RECOMMENDATIONS ON SCOPE OF ARTICLE 2B



Task Force Report

June 1, 1998



At the Drafting Committee meeting of May 1-3, a number of proposals for revisions or clarification of the Scope of proposed Article 2B were discussed. After extended discussion, a Task Force was appointed to review several existing proposals and to receive any additional proposals that might be made as to scope and to make recommendations to the Drafting Committee.



This is the Report of that Task Force. In general, the recommendations contemplate a series of clarifications to relevant terms in the definition of scope. The clarifications are intended to clarify the focus of the Article on licensing transactions where the license is more than a mere incident of another relationship and on transactions in computer-related (digital) information. The recommended changes include:



1. modify the title of the Act;

2. modify the definition of "access contract";

3. introduce a new definition of "computer";

4. modify definition of "computer program";

5. resulting change in the scope of the term "software contract";

6. modify the term "license" to require express contractual restrictions;

7. clarify and expand "opt in" provisions;

8. alter "incidental" exclusion to "only an incident of" another transaction; and

9. modify exclusion of embedded software.



The net effect of these changes is to clarify the contours of the scope of the article, while leaving the broad coverage that has been requested by more of the affected areas of commerce.



Task Force Membership



The Task Force members and their affiliation are as follows:



Connie Ring (Chair, Drafting Committee; NCCUSL and ALI)

Ray Nimmer (Reporter, ALI)

Boris Auerbach (NCCUSL, ALI)

Neil Cohen (ALI)

David Bartlett (Drafting Committee, ALI)

Fred Miller (Executive Director, NCCUSL and ALI)



The Task Force held two meetings by telephone conference; one half-day meeting in person on Thursday morning, May 14; and one all-day meeting in person on May 30.



Proposals Reviewed



The following proposals had been suggested at the May 1-3 Drafting Committee meeting along with some suggested alternatives from Task Force members. These were reviewed, analyzed, and considered by the Task Force:



Article 2B Draft of April 15, 1998 (2B-103 and 2B-103A)

Proposal of David Bartlett dated April 29, 1998 (Revised 5/22/98)

Auerbach suggested outline and approach of April 27, 1998

MPAA proposals dated April 29, 1998

Alternatives outlined by Ray Nimmer 5/27/98

McKay proposal dated 5/7/98



These proposals are appended as Attachment A hereto.



In addition to the oral comments given by many attending the May 1-3 Drafting Committee, the Task Force considered written comments received as set forth in Attachment B hereto.



Principles Considered



The comments received reflect a general concern that the scope provision was too imprecise making it difficult in some instances to determine whether particular transactions were in or out of Article 2B. Some would have substantially changed the approach of defining the scope and upon review the Task Force concluded that these approaches would result in issues of difficult line drawing and anomalies.

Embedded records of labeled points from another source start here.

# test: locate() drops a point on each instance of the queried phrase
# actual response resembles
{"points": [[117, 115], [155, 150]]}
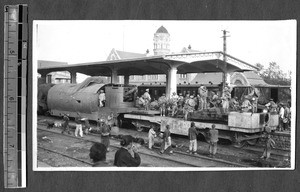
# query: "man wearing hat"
{"points": [[127, 155], [105, 132], [101, 98], [147, 98], [246, 105], [271, 106]]}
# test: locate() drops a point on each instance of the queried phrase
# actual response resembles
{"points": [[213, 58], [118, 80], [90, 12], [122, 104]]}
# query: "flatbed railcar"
{"points": [[82, 100]]}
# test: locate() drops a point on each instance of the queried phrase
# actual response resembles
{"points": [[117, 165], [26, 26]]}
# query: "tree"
{"points": [[273, 74]]}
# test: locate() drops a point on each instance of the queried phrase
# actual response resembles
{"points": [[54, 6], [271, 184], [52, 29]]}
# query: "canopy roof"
{"points": [[201, 62]]}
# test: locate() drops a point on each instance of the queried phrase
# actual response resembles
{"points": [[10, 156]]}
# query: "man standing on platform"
{"points": [[214, 134], [192, 134], [147, 98]]}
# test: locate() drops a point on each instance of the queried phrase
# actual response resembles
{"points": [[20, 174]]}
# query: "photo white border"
{"points": [[34, 119]]}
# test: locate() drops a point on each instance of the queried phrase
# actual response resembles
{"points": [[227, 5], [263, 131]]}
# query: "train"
{"points": [[82, 100]]}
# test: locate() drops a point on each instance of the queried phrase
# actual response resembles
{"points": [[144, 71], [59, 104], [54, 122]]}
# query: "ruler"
{"points": [[15, 95]]}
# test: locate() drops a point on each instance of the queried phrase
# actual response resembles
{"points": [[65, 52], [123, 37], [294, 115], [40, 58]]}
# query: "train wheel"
{"points": [[240, 144], [252, 141]]}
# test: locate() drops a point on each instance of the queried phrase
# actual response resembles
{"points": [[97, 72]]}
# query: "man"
{"points": [[202, 98], [233, 104], [192, 134], [214, 137], [98, 155], [225, 99], [65, 125], [271, 106], [127, 155], [281, 116], [147, 98], [189, 106], [246, 105], [174, 100], [166, 143], [162, 101], [102, 98], [151, 136], [105, 132]]}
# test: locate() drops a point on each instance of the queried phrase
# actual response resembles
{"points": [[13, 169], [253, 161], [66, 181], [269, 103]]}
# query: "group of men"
{"points": [[166, 141]]}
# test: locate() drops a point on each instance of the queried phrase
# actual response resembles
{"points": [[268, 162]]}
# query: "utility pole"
{"points": [[224, 58]]}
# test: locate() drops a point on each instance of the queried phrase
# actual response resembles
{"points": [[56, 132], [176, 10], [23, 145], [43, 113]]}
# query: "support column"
{"points": [[114, 76], [42, 79], [126, 79], [73, 76], [171, 82]]}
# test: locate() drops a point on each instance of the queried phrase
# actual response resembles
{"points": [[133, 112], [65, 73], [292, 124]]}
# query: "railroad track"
{"points": [[169, 158]]}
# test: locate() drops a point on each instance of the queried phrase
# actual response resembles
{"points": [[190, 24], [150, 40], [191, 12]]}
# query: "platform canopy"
{"points": [[201, 62]]}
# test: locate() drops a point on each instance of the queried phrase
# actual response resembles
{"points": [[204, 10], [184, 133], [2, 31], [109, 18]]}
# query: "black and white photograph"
{"points": [[164, 95]]}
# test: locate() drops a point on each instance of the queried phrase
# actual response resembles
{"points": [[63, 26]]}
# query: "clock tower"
{"points": [[161, 41]]}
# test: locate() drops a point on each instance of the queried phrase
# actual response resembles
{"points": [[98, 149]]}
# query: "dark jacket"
{"points": [[192, 133], [124, 159]]}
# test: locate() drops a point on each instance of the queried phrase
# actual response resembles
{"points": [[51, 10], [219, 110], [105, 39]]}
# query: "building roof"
{"points": [[188, 50], [216, 78], [207, 78], [254, 79], [119, 55], [162, 29]]}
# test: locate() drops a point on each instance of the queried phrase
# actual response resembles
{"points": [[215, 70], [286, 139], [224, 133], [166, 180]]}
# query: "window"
{"points": [[182, 76], [153, 77]]}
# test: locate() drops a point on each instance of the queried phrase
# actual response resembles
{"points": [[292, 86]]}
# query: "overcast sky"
{"points": [[90, 41]]}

Both the Task Force and the majority of those persons who submitted comments on scope approached the scope issue with certain general principles in mind. These include:



Level Playing Field. Those competing in the same marketplace should be guided by the same default (gap-filler) rules.



Different Rules For Transactions. Transactions to the extent possible should either be all in or all out of Article 2B to avoid the difficulties of being under common law for some trans-actions and under Article 2B for others.



Technology Neutrality. The coverage of a transaction or a group of transactions should not hinge on the technology used to make available the information in that all of the areas of commerce affected by this Act are converging around digital and related technology systems.



Clarity of terms. To the extent possible, the key scope-defining terms in the Act should be clear in their content and capable of distinguishing covered and excluded transactions with minimal difficulty.



Recommendation



The Task Force recommends the following Scope provisions which as explained in the next section, substantially improve the precision, clarity and certainty of what is included or excluded as well as using more precise headings. The redraft indicates what has been deleted and added to the April 15, 1998 draft:







June 1, 1998

Draft





UNIFORM COMMERCIAL CODE

ARTICLE 2B

LICENSES OF INFORMATION

AND SOFTWARE CONTRACTS



With Notes



COPYRIGHT 1998

BY

THE AMERICAN LAW INSTITUTE

AND

NATIONAL CONFERENCE OF COMMISSIONERS ON

UNIFORM STATE LAWS



SECTION 2B-101. SHORT TITLE. This article may be cited as Uniform Commercial Code - Licenses of Information and Software Contracts.



SECTION 2B-102.



(a) In this article:



(1) "Access contract" means a contract for electronic to obtain electronically access to or for electronic information in electronic form from an electronic

information processing system. The term does not include a contract for physical access to a place such as a theater or a library.



(6) "Computer" means an electronic device that can perform substantial computations, arithmetic operations or logic operations without human intervention during the computation or operation.



(6) "Computer Program" means a set of statements or Instructions to be used directly or indirectly in an information processing system a computer in order to bring about a certain result. The term does not include informational content.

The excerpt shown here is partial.